Films aim to manipulate. They want us to feel a certain way, and so they go about playing with our emotions until they reach their desired effect. They toy with us, try to control us, and when a film is great, we’re completely at its mercy.
There’s no questioning Love Story’s agenda. It opens with the line “what can you say about a twenty-five-year-old girl who died? That she was beautiful and brilliant? That she loved Mozart and Bach, the Beatles and me?” It’s clear as day then, director Arthur Hiller wants little more from us than to cry. That’s fine, there’s nothing wrong with a film asking us to do this, but when it’s so overt in it’s manipulation, so transparent and heavy-footed with it’s pathos, you can’t help but feel the magic is lost.
Oliver Barrett IV (Ryan O’Neal) and Jenny Cavalleri (Ali MacGraw) are the perfect, handsome couple whom the love story revolves. They hail from opposing backgrounds, Oliver is studying law at Harvard, but who reluctantly sits on an imposing family fortune, while Jenny is working class, her father a baker, and studies music at Radcliffe College.
The two are immediately taken with another, admiring each other’s self-assuredness and intellect. They’re the only match for one another, and the film quickly becomes about their various struggles as they tough their way through college and marriage, from financial trouble, to diametric class, and of course Jenny’s crushing illness.
To its credit, Love Story is a juggernaut. It dominated the box office in 1970, and it has become a measuring stick for its genre. Its immortal refrain, “love means never having to say you’re sorry” has become the battle cry for the melancholic chick-flick, its characters have provided the stencils from which all subsequent films of similar intent have outlined their key players and story. The social dichotomy of the young lovers, the disapproving aristocratic parents, the noble and accommodating parent of the other, economic struggle, familial resentment, Love Story is one of those film’s that upon seeing it, puts all following films of the genre into perspective. The tropes started here, these are the footprints that are being traced.
Love Story may be the originator, but that doesn’t make its story any less contrived or obvious.
Franic Lel’s Oscar winning Bach-ian score attempts to sombrely dance around the young lovers but in reality tip toes on a creaky floor, its attempt to subtly colour is too a blatant spear for the tear glands. The film’s character arcs are predictable and by-the-numbers, and as a whole, the picture wallows in sentimentality.
And yet, on some level, Arthur Hiller does rope you into his romance.

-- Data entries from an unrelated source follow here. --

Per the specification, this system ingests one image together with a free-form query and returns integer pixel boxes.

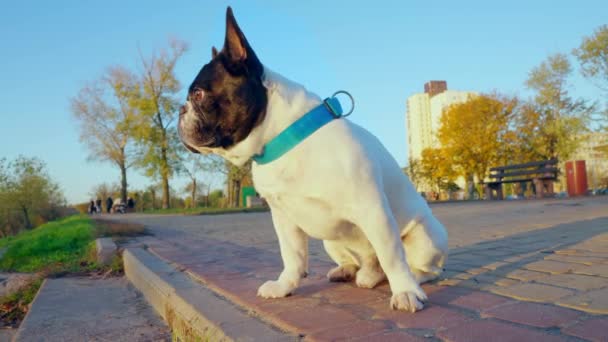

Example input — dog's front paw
[258,280,292,298]
[391,290,427,313]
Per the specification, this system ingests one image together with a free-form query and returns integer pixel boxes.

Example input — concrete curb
[11,278,47,342]
[95,238,118,265]
[123,248,297,341]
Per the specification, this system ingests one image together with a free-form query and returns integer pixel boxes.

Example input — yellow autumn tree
[419,148,457,193]
[437,93,518,195]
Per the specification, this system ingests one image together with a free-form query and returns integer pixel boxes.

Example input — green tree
[437,94,518,196]
[71,67,138,201]
[134,40,187,208]
[0,156,65,236]
[526,53,594,160]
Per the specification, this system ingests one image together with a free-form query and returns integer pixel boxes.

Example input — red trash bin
[566,160,587,196]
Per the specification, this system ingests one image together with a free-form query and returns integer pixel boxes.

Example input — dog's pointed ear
[223,6,264,75]
[224,6,249,62]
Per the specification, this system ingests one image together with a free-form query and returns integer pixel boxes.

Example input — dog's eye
[192,88,205,102]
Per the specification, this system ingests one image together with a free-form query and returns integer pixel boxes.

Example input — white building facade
[406,81,477,160]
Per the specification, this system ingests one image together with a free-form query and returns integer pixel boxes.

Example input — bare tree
[136,39,187,208]
[71,67,138,201]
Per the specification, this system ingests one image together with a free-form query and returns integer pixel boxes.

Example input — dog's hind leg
[402,217,448,284]
[355,255,386,289]
[323,240,359,282]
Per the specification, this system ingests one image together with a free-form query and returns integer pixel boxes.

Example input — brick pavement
[111,197,608,341]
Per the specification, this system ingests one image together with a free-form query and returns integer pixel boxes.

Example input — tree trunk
[190,178,196,208]
[233,180,241,208]
[21,206,32,229]
[150,189,156,210]
[163,174,170,209]
[120,164,127,203]
[160,144,171,209]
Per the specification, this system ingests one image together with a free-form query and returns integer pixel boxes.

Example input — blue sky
[0,0,608,203]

Transparency aside, Love Story is injected with vigour, its pair of leads are virile and vibrant. It succeeds in the personality it brings to its central characters, however simplistic their journey may be. Ryan O’Neal and Ali MacGraw have an engaging, quick witted chemistry, crisply hurling verbal barbs at one another as quickly as they embrace. O’Neal’s buff, tough-guy veneer masks a core of vulnerability which he carefully strips away and MacGraw, underneath all the melancholia, gives the film a much needed zeal. She’s foul mouthed, and sharp tongued, and she wonderfully straddles the tight rope of overconfidence and tenderness.
The most emotionally honest portrayal comes from John Marley as Jenny’s father, who in a nice touch of character is only referred to as Phillip, even by his daughter. Marley is wonderfully affectionate in his role, putting up a fantastically lousy face of no reservations for the benefit of the couple, despite his obvious qualms of their social difference and their rejecting of religious norms. However he’s never sardonic or judgmental, just loving.
But we’re never allowed to enjoy the film’s characters for too long. Time and again we’re bashed over the head with clumsy schmaltziness. Hiller’s direction, with his weepy outbursts and obtrusive use of score, serve as constant reminders that we’re being manipulated. We’re never given the chance we’d like to lose ourselves in the romance of Oliver and Jenny, the film instead tripping over its own feet in its race for affect.
Love Story could be absorbing, there is affection and personality in it, but the best tear-jerkers make you cry. This one asks you to.